Organic technology tends to not be very well fleshed out (pun intended) when it shows up. Usually you wind up with the equivalent of the Womb Level from video games, but for your scifi rpg. Whales in space, and all.
So I figured I’d give my own take on what a living spaceship would look like.
Allow me to introduce to you the concept of Dyson Trees.
Dyson Trees aren’t like Dyson Spheres, which encapsulate an entire star in order to gather 100% of its energy, but rather simply are the concept of genetically-engineered plants that could grow on a comet, using the comet and ice for the water and raw materials. I mention them because it brings to the front an important point.
A living ship doesn’t need to move much, aside from the engines. And like most non-living spaceships nowadays, it would need a source of fuel, the most readily available one being the sun.
Leaving the exact method of propulsion out (since that’s one thing that scifi writers really seem to enjoy changing around anyway), a ship is for the most part a solid structure filled with pipes, wires, and the largest moving parts aside from the engines are usually just the doors. As opposed to an animal, which is always in motion in one sense or another, even cycling blood through the body.
Given the need to harness energy, the most efficient available source being the sun, and a general lack of movement (especially since movement burns energy anyway) aside from the often-differentiated engines, plants seem the obvious choice for a living spaceship.
- They pipe fluids similar to animals but with less energy spent doing so, moving water from ground level to the tops of the tallest trees.

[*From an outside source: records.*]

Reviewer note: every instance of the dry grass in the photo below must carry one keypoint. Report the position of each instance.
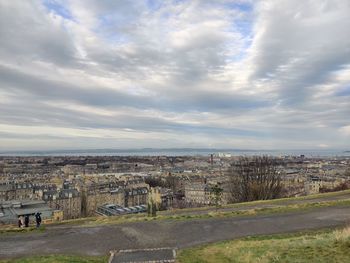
(318, 246)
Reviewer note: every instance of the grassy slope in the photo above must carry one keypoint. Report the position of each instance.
(57, 259)
(318, 246)
(239, 209)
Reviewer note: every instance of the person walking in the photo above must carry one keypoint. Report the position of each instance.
(21, 219)
(38, 219)
(19, 222)
(26, 221)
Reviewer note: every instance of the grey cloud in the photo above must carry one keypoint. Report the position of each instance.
(301, 45)
(26, 34)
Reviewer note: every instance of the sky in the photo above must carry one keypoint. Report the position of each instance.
(94, 74)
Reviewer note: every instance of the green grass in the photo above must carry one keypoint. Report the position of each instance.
(319, 246)
(247, 212)
(57, 259)
(239, 209)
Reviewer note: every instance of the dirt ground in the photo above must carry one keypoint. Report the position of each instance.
(100, 240)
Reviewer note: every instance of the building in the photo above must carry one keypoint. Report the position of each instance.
(96, 196)
(16, 191)
(197, 194)
(11, 210)
(66, 200)
(136, 196)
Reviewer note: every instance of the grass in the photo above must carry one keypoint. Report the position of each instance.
(247, 212)
(57, 259)
(15, 229)
(97, 221)
(239, 209)
(318, 246)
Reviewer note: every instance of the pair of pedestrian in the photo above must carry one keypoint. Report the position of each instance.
(23, 221)
(38, 219)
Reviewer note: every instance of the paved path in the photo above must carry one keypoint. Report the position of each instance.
(164, 233)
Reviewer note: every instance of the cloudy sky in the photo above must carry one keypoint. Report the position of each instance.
(82, 74)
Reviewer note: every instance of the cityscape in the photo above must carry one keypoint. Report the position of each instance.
(187, 131)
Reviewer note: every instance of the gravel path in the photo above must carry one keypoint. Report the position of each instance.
(164, 233)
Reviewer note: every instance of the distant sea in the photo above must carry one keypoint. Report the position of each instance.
(176, 152)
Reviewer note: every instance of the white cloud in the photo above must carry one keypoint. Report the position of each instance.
(248, 74)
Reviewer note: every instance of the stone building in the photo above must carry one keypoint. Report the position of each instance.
(16, 191)
(66, 200)
(96, 196)
(197, 193)
(136, 196)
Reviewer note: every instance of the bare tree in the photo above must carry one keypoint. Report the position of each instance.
(255, 178)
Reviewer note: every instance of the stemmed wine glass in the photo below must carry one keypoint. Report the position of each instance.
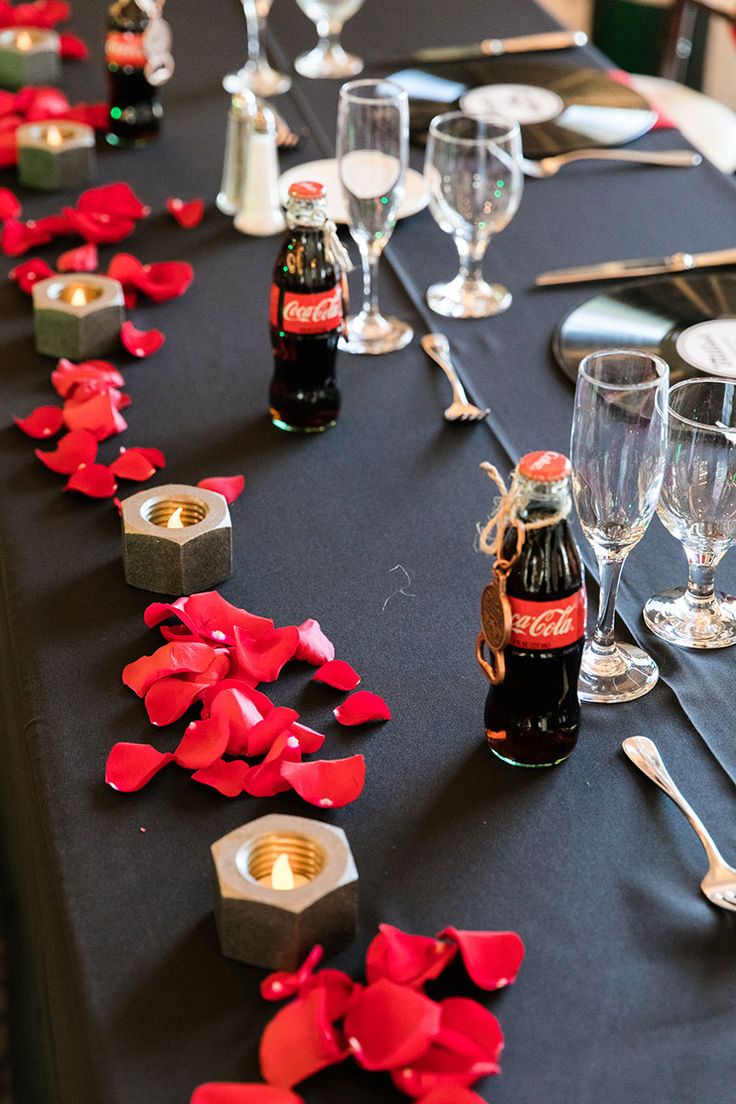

- They naturally absorb sunlight, and could be genetically engineered to absorb even more of the spectrum than most currently do, like the fungi who absorb radiation in Chernobyl.
- The doors and other necessary parts may be animal-like if need be, but plants have also been shown to be capable of movement through such examples as the Venus Fly Trap. Sure, the plants usually need more time to reset after each movement, but they could just be set for any emergency airtight seals. The rest could be just normal doors. No need to overcomplicate things.
- With the animals living onboard (i.e. humans, and possibly pets) you could have the ship and its passengers literally form a mini-ecosystem, with the waste from one being able to be put to use by the other.
- It simply feels better to walk around on wood than flesh. (Though it probably wouldn’t even look like a tree at all, since the leaves would have no need to stick out. More like a mossy wooden ball.)
However, that’s not to say there can’t be any animal-based parts at all. If you’re building a living ship, you should have the technology required to manipulate cells to an incredible level already, and should logically thus be able to blend different aspects across kingdoms of life to suit your needs.
So a tree with a central nervous system isn’t entirely out of the question. Or some symbiotic relationship between a custom-made plant and animal, each fulfilling basic functions within the ship as a whole.
So, what about major objections to the idea of living spaceships? I can think of several off the bat, and will address them in turn:
- Not as tough or reliable as nonliving technology. This objection counters the “self-repairing” aspect of living systems by pointing out that they’d be repairing damage nonliving systems likely wouldn’t have taken in the first place.
- But that seems to ignore that there ARE living systems that don’t take as much damage as most others. Ever try and shoot a 9 mil at a charging elephant?
- Not to mention that the non-organic technology touted is usually already incredibly engineered. Steel is the result of literal millenia of smelting technology, and it was sought out for toughness and resistance to damage. Considering that there are forms of life that already incorporate small amounts of metal into their systems, it’s not too crazy to assume that a millenia or two of organic tech development would be able to create some form of metallic wood or shell.
- Not to mention that there are already forms of life that can survive extremes quite easily, known as extremophiles.
- A living ship can get sick.
- In theory, yes, but a nonliving ship can catch a virus as well, and like the living ship both forms of infection usually have to be created with the specific object of attack in mind. That’s why generations of people could hang around livestock without catching disease from them, our microscopic friends are usually extremely species-specific. And if you’re using a plant, that becomes even more magnified.
- Any civilization capable of genetically engineering a lifeform to the extent that it can comfortably carry itself and others into and through outerspace, would be capable of engineering a sufficient version of the oldest form of antivirus: the immune system. Not to mention that we can regularly give our own immune system “updates” in the form of vaccines. For something to be able to affect a system that was engineered to that extent, it would have to be engineered itself.
- Vulnerable to mutagens, toxin, and most of all, old age.
- What sensitive electronics aren’t?
- Not to mention that there are plenty of complex organisms that don’t seem to age at all beyond maturity. Once you understand those, it’d be simple to implement them in both the ship and those who rode within it. But that’s for another day’s post.
- You can’t just store living technology. It has to be continually cared for.
- Toads regularly freeze themselves to survive winter. Tardigrades can dry themselves out and basically go dormant. There are plants that have been revived from 32,000 year old seeds. Sure, most living things need to be continually cared for, but most living things aren’t built to be able to store themselves. For those that are, it’s clearly not out of the question.
Okay, okay, I’ll stop the rant.
But my point is, if you’re going to make a living ship, feel free to think it out. After all, that’s part of the fun!